歩いている人たち。急いでない。散歩のようだけど、目的地があるようだ。
歩いている人の正面に立ちはだかって右手を斜めに挙げ、あざ笑うように上目使いで睨んで回っている小娘がいた。「ハイル・ヒトラー」と声は出さない。
テレビ、をわたしは見ているようだった。
ピンクの服を着たその子のふるまいに困惑──この子は一体なんなんだろう。どうやって教えればいいんだろう。
全体主義の残虐がフラッシュバックした。

歩いてた人たちが着席していた。たぶん大きなドーナツの形の机を囲んでいたと思う。4分の1しか見えなかったけど。
そこにもピンクの服の小娘はいて、相変わらず大人たちの顔を覗きこんで、件の形を見せつけていた。

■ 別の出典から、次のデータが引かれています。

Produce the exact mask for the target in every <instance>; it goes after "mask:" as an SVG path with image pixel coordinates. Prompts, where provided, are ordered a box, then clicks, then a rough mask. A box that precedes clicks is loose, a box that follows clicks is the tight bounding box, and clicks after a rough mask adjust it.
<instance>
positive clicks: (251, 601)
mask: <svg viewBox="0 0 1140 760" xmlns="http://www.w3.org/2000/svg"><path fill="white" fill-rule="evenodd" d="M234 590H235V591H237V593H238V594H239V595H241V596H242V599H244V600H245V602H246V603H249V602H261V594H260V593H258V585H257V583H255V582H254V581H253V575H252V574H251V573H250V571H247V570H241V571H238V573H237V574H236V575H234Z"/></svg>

やっぱり口は利かなかった。
戸惑って見つめる人、面白そうに手を挙げる人、はっきりしない動きをする人。

目が覚めたら、頭が滅茶苦茶痛かった。割れるかと思った。
頭に西瓜みたいな筋があるみたいで、天辺に向かって血が脈打ちながら上っていく。
変な冷えも来た。


2023.10.13
「ファシズムの教室 なぜ集団は暴走するのか」(田野大輔著 大月書店)を丁度読んでるところ。